Kimsenin üzerinde istediği gibi tasarrufta bulunamayacağı. Dua ettiğim tanrıların bizlere kulak vermediğini anladığımda içimdeki tüm tanrılar öldü sanmıştım. Bu katliamın ardından nasıl yaşayabilirim diyordum o zamanlar. Meğer öyle değilmişim, öldürmemişim tanrıları. Tanrılarımı daha da dokunulmaz kılmışım meğer. Bilinen tanrıları fırlatıp yüreğimin uçurumlarından, atmışım ötelere. Yerine yoldaşlarımı koymuşum, yaratmaya can adadığım yeni beni koymuşum.  En tanrısız zamanların bile bir tanrısı olduğunu görmüşüm bir kez daha. Kutsal bir ayin tadında bilmişim bu gerçeği.

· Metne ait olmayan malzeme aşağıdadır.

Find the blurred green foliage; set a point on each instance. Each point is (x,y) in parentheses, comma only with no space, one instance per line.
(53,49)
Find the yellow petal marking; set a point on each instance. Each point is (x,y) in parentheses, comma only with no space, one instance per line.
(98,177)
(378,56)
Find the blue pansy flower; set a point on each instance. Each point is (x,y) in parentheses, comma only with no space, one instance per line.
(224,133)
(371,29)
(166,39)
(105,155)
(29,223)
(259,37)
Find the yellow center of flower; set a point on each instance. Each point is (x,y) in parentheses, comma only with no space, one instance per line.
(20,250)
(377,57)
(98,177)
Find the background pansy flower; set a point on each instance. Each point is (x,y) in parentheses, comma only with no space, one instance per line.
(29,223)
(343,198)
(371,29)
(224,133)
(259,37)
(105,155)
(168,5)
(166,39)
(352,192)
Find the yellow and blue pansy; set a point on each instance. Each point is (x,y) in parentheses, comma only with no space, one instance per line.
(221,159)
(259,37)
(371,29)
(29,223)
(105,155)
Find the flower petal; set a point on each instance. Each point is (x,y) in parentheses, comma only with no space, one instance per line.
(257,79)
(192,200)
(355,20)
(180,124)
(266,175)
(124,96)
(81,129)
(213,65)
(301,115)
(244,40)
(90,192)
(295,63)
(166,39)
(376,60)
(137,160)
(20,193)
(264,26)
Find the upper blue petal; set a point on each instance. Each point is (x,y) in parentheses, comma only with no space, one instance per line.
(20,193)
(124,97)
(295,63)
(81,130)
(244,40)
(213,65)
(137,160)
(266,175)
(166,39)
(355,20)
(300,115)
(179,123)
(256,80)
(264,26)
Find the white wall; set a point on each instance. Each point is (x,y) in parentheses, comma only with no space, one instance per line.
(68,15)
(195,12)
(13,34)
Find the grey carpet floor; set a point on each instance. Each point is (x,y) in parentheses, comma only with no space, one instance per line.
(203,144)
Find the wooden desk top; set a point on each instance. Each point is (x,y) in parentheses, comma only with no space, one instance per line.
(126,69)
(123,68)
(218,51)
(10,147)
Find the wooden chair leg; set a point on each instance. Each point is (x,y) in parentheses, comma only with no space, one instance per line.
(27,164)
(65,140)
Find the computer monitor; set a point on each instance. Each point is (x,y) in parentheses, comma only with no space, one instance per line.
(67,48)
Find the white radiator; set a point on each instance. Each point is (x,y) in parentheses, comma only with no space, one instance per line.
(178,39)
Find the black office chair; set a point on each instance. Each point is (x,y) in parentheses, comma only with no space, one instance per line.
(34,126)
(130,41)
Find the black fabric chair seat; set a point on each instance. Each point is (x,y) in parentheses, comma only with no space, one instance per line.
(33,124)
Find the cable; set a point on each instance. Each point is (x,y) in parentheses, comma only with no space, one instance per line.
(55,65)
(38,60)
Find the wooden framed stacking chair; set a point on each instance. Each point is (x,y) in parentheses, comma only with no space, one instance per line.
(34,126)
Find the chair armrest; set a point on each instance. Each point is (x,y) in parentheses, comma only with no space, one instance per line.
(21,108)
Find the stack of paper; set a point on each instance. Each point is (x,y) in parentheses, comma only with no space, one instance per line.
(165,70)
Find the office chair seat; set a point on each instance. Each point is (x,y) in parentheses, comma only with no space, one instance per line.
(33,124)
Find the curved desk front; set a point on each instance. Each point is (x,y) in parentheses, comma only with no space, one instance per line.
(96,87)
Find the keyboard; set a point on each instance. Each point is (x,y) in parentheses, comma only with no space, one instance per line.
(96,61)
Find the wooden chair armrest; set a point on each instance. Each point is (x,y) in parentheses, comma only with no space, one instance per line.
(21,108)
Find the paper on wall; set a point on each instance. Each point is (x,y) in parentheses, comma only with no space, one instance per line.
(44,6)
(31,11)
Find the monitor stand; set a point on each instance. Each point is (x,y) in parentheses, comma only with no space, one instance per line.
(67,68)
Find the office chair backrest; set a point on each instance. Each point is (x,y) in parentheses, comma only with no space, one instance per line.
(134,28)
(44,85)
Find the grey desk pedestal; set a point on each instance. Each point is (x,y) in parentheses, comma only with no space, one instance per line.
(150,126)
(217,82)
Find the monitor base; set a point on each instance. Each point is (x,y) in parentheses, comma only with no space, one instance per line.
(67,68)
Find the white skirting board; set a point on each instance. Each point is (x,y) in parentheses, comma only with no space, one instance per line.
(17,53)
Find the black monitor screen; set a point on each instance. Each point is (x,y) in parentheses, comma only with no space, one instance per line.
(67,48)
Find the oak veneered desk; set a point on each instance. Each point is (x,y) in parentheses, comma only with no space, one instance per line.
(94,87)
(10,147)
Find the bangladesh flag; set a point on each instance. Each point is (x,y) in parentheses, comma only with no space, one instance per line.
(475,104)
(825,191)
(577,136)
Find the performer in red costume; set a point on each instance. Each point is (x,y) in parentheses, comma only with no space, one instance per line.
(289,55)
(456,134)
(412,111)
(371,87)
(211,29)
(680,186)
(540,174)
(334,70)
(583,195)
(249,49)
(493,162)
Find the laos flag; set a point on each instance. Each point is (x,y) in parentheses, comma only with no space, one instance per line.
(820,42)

Her biri bir vahiy değerindeki sözlerini, bakışlarını ve anlamlarını duyumsamışım yol arkadaşlarımın. Bir özgürlük rüzgârı gibi nefes alışverişlerini kendi ciğerlerimde duymuş, damarlarımda gezdirmişim. Çağırdığım zaman beni duyup duymadığına emin olmadığım ve yüreğime dokunamayan tanrılara neden inanacakmışım? Yalnızlıktan kurtulmayı ve tanrılarla birlikte bir yalnızlığı yaşamayı özlediğimde niye onları anacakmışım? Şimdi yüreğimdeki tanrılarla birlikte olabiliyorum özlediğim zamanlarda. Tapmıyorum onlara, inanıyorum. Tanrısallıkları öldürmenin öyle kolay olmadığını anlıyorum yüreğimin haritasına baktıkça.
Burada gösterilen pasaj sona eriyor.